Оказала ли на послевоенную мысль Запада влияние экономическая теория Маркса? Думается, оказала, и весьма сильное. Но совсем не та сторона Марксовой теории, которую мы в нашей литературе выделили, абсолютизировали и представили как "цельный" марксизм. В открытой форме влияние марксизма показала исключительно представительная конференция в США в 1967 г., посвященная 100-летию "Капитала", где ведущими участниками были П. Самуэльсон, Е. Домар и другие известные теоретики. Если до войны основная реакция на труды Маркса состояла в их тотальном конфронтационном неприятии, "отбрасывании", то в послевоенный период западная мысль стремится впитать и переработать все практически приемлемое из Марксова наследия. И прежде всего Марксов системно-функциональный подход к экономическим явлениям (в отличие от его причинно-генетического подхода). Нам думается, что основа для такой дифференциации в Марксовой теории имеется. Но вопрос о двойственности Марксовой теории – это отдельная сложная проблема, на которой здесь нет возможности специально останавливаться.
Как обычно объясняют теоретики несоответствие между их монистическим подходом и реальными системами? Возможны несколько вариантов.
Первый: привходящие факторы "деформировали" систему, которая в чистом виде выглядела бы совершенно иначе.
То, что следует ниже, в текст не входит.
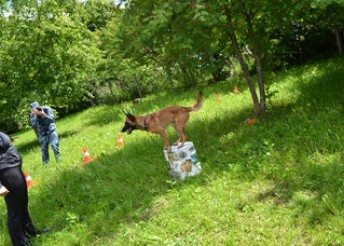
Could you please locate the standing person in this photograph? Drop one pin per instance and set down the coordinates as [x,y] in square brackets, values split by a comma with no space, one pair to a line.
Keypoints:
[43,118]
[13,188]
[32,117]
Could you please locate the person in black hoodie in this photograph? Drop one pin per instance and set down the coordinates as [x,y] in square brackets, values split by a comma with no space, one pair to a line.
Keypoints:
[13,188]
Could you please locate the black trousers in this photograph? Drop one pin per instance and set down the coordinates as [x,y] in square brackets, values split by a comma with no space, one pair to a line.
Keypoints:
[18,217]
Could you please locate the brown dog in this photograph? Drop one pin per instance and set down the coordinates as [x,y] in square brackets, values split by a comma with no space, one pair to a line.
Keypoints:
[157,122]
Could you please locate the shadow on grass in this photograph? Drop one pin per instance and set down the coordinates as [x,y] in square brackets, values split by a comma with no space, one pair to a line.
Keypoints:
[284,147]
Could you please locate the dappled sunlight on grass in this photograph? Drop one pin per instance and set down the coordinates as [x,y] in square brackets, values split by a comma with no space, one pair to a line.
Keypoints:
[276,182]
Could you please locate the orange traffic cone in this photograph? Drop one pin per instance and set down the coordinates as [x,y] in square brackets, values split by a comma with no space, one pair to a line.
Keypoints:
[236,90]
[251,121]
[29,181]
[120,142]
[219,98]
[87,157]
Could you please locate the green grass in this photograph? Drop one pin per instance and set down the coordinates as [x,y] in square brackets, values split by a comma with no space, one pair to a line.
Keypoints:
[277,182]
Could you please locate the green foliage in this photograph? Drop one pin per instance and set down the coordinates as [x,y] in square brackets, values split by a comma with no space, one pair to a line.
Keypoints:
[276,182]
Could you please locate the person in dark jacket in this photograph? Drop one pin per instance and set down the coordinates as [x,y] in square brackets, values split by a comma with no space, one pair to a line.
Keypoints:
[43,119]
[13,188]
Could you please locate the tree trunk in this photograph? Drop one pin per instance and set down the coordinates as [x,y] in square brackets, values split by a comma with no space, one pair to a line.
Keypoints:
[111,91]
[138,86]
[258,61]
[339,39]
[244,67]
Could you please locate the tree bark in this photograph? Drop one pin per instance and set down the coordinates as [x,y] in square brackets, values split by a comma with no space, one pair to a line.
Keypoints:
[244,66]
[339,39]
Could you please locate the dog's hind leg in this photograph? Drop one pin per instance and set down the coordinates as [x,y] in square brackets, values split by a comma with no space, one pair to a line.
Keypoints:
[184,137]
[163,135]
[179,134]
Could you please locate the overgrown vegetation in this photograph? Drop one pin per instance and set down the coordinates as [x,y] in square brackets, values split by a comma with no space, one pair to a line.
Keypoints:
[276,182]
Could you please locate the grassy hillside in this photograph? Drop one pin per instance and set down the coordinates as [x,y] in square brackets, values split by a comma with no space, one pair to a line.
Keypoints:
[276,182]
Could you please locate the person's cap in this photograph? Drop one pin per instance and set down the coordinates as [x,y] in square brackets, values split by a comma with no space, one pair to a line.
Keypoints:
[34,105]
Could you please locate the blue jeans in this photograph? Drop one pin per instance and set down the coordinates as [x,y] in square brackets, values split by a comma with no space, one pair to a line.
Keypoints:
[53,139]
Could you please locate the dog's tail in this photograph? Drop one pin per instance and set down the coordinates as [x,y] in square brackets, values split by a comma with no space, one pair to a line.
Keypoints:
[199,102]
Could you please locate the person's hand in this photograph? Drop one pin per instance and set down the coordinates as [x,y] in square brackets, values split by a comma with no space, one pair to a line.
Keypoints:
[3,191]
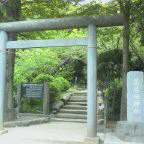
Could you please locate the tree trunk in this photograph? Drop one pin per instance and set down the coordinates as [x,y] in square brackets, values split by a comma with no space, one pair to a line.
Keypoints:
[13,13]
[125,6]
[126,36]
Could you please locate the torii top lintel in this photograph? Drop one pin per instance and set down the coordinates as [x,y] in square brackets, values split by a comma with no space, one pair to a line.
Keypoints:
[62,23]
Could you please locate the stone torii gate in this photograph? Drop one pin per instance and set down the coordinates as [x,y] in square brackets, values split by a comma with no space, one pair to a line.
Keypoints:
[89,22]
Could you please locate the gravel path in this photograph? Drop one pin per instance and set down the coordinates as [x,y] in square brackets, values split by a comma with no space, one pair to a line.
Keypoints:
[50,133]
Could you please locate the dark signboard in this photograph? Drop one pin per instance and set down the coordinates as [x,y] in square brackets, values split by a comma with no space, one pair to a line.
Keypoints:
[32,90]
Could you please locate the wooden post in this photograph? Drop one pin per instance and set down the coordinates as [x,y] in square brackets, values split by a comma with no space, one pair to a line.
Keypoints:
[46,99]
[3,41]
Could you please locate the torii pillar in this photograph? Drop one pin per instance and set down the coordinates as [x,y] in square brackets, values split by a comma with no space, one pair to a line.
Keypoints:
[91,82]
[3,41]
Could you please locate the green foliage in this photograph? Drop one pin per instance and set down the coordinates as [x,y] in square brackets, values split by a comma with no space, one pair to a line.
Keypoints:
[113,98]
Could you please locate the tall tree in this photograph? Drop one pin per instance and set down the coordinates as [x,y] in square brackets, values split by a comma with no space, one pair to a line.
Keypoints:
[13,10]
[125,6]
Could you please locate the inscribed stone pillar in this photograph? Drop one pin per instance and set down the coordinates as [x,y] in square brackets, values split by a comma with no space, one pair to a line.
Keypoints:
[135,96]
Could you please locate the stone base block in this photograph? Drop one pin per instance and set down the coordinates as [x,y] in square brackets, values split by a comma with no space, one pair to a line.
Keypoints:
[130,131]
[3,131]
[95,140]
[10,115]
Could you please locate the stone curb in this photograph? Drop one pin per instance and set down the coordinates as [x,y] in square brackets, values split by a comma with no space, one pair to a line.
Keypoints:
[3,131]
[24,123]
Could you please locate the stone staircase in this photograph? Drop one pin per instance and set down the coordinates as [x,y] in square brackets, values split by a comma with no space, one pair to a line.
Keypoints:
[75,110]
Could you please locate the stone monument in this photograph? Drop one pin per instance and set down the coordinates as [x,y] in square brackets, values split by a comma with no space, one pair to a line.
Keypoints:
[133,128]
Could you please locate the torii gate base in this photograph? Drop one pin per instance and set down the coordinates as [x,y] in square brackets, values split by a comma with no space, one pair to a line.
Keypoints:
[52,24]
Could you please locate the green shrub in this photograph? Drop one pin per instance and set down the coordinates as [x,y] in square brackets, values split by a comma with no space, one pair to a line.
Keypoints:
[43,77]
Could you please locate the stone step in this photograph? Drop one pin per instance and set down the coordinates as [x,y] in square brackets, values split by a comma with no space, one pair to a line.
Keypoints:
[71,116]
[77,107]
[68,120]
[82,93]
[73,111]
[78,100]
[77,103]
[79,97]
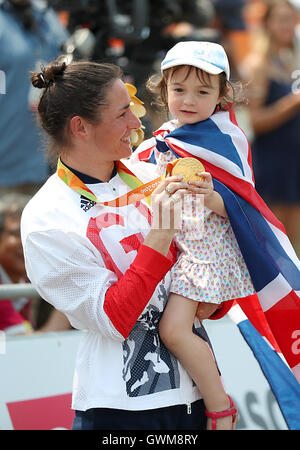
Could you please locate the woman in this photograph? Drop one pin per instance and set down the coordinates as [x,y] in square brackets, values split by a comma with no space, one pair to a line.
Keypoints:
[272,69]
[92,253]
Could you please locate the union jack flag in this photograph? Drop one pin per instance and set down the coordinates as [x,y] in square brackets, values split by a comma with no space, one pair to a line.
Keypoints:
[272,262]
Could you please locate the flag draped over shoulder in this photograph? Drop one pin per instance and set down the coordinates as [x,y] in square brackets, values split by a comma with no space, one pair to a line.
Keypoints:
[272,262]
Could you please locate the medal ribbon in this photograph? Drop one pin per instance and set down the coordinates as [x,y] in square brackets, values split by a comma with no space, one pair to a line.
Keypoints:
[139,190]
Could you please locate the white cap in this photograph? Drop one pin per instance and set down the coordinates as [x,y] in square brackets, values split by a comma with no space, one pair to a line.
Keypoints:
[208,56]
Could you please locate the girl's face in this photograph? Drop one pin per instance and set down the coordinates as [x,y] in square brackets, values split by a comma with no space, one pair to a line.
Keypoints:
[111,136]
[281,24]
[191,99]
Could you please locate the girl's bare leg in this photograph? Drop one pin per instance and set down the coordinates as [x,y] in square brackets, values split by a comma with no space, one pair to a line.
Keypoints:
[194,354]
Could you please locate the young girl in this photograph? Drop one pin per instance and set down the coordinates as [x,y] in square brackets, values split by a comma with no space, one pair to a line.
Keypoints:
[211,269]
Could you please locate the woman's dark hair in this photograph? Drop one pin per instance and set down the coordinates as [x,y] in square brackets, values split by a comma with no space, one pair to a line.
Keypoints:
[79,88]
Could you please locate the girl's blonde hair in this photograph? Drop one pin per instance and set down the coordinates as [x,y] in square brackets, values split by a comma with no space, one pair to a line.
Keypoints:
[231,91]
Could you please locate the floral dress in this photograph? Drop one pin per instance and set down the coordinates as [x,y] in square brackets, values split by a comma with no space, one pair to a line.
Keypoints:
[211,267]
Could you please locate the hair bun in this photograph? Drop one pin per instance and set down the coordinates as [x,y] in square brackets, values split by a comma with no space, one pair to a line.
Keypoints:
[48,75]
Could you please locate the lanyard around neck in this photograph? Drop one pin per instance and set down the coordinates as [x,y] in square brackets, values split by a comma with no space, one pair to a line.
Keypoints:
[139,190]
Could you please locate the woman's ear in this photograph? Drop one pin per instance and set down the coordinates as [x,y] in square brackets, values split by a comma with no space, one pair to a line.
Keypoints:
[79,127]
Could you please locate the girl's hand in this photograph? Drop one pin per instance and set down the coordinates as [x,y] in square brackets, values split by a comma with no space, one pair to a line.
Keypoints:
[165,203]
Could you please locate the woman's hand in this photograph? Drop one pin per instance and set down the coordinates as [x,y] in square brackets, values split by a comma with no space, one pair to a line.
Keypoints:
[212,199]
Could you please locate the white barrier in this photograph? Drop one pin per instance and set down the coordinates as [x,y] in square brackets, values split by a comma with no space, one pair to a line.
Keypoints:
[36,374]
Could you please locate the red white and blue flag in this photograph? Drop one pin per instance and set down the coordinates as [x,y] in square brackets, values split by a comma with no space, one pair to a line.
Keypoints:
[272,262]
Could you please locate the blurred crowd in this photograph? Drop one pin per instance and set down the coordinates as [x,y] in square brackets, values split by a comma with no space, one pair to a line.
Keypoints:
[261,38]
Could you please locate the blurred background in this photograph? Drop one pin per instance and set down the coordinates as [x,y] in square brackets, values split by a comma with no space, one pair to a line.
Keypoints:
[261,38]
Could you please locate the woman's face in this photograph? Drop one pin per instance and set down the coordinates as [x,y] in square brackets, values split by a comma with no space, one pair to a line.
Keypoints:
[281,24]
[111,136]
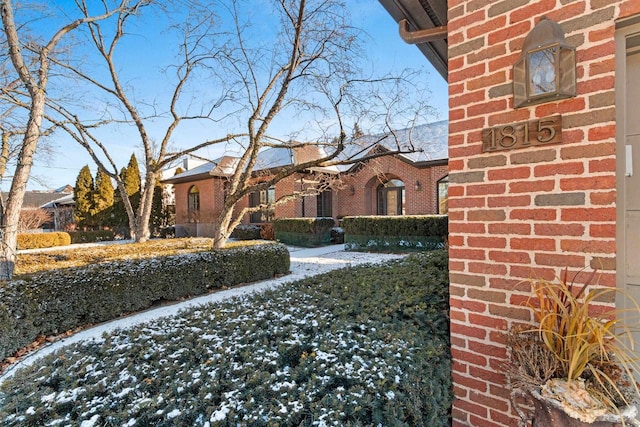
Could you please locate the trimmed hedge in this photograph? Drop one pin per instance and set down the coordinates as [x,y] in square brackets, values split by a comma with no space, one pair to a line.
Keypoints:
[56,301]
[92,236]
[43,240]
[395,233]
[305,232]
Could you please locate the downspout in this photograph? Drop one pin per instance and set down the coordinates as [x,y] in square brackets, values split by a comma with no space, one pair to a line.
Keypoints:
[421,36]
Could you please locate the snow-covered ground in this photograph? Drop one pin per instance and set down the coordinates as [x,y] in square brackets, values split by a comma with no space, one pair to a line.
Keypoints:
[304,263]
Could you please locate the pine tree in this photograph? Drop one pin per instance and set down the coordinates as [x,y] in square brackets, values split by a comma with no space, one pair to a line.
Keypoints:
[103,198]
[83,196]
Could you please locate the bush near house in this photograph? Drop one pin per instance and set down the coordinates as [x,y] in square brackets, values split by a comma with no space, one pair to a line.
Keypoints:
[92,236]
[43,240]
[305,232]
[395,233]
[55,301]
[362,346]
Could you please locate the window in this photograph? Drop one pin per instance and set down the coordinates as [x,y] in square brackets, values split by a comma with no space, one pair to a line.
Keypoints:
[443,195]
[324,205]
[193,203]
[262,197]
[391,198]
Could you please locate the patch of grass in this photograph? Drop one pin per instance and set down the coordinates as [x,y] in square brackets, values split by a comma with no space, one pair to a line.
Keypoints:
[361,346]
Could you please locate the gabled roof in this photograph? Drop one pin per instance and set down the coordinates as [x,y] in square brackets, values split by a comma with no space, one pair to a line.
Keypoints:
[429,141]
[424,15]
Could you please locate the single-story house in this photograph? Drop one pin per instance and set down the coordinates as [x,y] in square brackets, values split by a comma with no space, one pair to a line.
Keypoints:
[544,164]
[412,183]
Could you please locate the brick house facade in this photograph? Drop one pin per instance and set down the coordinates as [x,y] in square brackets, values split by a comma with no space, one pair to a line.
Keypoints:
[527,212]
[409,184]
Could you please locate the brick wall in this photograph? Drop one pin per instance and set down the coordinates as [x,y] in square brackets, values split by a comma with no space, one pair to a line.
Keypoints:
[519,213]
[366,181]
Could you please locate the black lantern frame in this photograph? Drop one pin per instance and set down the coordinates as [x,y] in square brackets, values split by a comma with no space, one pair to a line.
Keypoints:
[546,70]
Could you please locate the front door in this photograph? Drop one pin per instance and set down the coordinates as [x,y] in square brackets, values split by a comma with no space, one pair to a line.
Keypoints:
[628,168]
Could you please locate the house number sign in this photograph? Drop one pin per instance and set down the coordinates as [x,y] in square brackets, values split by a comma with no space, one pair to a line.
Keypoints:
[523,134]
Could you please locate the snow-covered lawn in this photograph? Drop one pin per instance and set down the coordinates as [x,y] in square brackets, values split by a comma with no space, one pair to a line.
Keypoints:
[364,345]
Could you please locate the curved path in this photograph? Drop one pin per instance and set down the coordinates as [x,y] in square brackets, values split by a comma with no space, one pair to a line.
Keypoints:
[304,263]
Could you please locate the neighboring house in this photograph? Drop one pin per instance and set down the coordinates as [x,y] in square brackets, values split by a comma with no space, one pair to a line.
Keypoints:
[59,203]
[544,172]
[406,184]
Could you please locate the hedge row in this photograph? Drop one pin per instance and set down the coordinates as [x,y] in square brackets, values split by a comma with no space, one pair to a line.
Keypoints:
[305,232]
[43,240]
[395,233]
[92,236]
[53,302]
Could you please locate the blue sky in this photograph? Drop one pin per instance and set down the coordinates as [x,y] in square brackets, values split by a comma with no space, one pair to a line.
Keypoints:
[386,51]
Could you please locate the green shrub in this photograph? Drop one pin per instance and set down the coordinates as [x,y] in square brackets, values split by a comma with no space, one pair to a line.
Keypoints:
[56,301]
[363,346]
[306,232]
[92,236]
[43,240]
[395,233]
[246,232]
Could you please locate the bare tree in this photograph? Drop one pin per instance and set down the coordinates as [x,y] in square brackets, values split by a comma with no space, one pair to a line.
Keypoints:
[33,75]
[304,69]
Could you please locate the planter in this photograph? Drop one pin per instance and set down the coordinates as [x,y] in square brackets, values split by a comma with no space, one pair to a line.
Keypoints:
[549,412]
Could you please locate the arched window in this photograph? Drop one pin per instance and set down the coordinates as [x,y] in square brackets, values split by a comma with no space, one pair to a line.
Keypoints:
[391,198]
[193,203]
[443,195]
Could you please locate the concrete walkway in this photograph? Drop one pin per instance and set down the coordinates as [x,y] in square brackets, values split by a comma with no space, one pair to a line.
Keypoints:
[304,263]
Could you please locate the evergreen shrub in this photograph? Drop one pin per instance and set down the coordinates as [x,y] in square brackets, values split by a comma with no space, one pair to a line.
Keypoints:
[395,233]
[53,302]
[43,240]
[305,232]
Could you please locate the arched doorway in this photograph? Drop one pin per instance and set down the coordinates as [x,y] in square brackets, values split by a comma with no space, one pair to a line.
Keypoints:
[391,197]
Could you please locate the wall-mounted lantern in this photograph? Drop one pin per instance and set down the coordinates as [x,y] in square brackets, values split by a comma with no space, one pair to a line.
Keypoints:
[546,70]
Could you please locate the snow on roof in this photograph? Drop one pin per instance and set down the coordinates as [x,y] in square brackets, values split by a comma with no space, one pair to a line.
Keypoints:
[429,140]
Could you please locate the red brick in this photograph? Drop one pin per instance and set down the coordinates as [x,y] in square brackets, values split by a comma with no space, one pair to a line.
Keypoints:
[510,257]
[469,357]
[573,168]
[508,228]
[487,107]
[509,173]
[470,383]
[602,230]
[603,50]
[561,107]
[531,186]
[487,81]
[533,214]
[485,189]
[589,214]
[560,260]
[603,132]
[559,229]
[533,244]
[486,242]
[606,165]
[467,228]
[589,246]
[533,9]
[488,321]
[589,183]
[603,67]
[509,201]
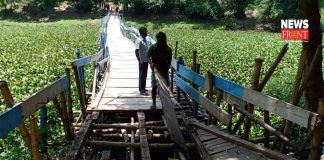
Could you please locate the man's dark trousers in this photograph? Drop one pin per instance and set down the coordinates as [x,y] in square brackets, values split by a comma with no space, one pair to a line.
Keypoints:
[143,75]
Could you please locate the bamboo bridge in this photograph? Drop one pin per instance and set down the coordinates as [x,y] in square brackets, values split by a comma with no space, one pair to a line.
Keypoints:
[116,122]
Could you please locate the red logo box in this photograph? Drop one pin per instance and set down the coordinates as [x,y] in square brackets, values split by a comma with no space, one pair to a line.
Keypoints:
[294,34]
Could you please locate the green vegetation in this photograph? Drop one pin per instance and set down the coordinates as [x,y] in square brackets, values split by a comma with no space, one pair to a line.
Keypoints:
[32,56]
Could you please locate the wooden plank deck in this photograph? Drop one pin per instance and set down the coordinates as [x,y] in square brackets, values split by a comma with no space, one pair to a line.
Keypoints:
[221,149]
[121,90]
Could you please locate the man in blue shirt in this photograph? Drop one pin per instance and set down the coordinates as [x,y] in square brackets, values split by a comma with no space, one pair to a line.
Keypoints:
[161,56]
[142,44]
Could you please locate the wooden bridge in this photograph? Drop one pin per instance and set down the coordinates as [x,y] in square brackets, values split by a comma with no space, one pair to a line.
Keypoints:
[116,122]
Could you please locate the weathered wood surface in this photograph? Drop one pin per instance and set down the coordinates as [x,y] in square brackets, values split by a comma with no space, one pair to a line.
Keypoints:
[121,91]
[212,108]
[218,148]
[251,149]
[81,136]
[168,103]
[145,151]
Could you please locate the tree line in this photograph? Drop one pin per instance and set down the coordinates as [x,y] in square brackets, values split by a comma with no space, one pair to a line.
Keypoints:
[264,10]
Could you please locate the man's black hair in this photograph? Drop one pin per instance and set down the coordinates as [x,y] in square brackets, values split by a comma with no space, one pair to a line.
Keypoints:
[143,29]
[161,36]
Задача теории и состоит в том, чтобы отделить зерна от плевел, основы системы ее деформаций.
Второй: хозяйственная система состоит из разнородных частей, главная часть – это та, которая подпадает под действие монистической теории, а наличие остальных частей может быть объяснено иным способом (либо как историческая случайность, либо как побочный продукт "главной части" системы).
Третий: монистическая теория все нам объясняет, когда мы сами рационально управляем хозяйственной системой. Ошибки системы управления либо ее отсутствие делают невозможным и логическое объяснение системы, ибо она оказывается в состоянии хронического расстройства.
Четвертый: все, что в реальной системе не может быть объяснено монистической теорией, объясняется "внесистемными элементами".
Современная хозяйственная система включает разнородные элементы, призвана удовлетворять одновременно многие разнородные потребности и использует для этого разнородные инструменты и функции. И понять такую систему возможно через изучение взаимодействия ее автономных, но тесно связанных "подсистем".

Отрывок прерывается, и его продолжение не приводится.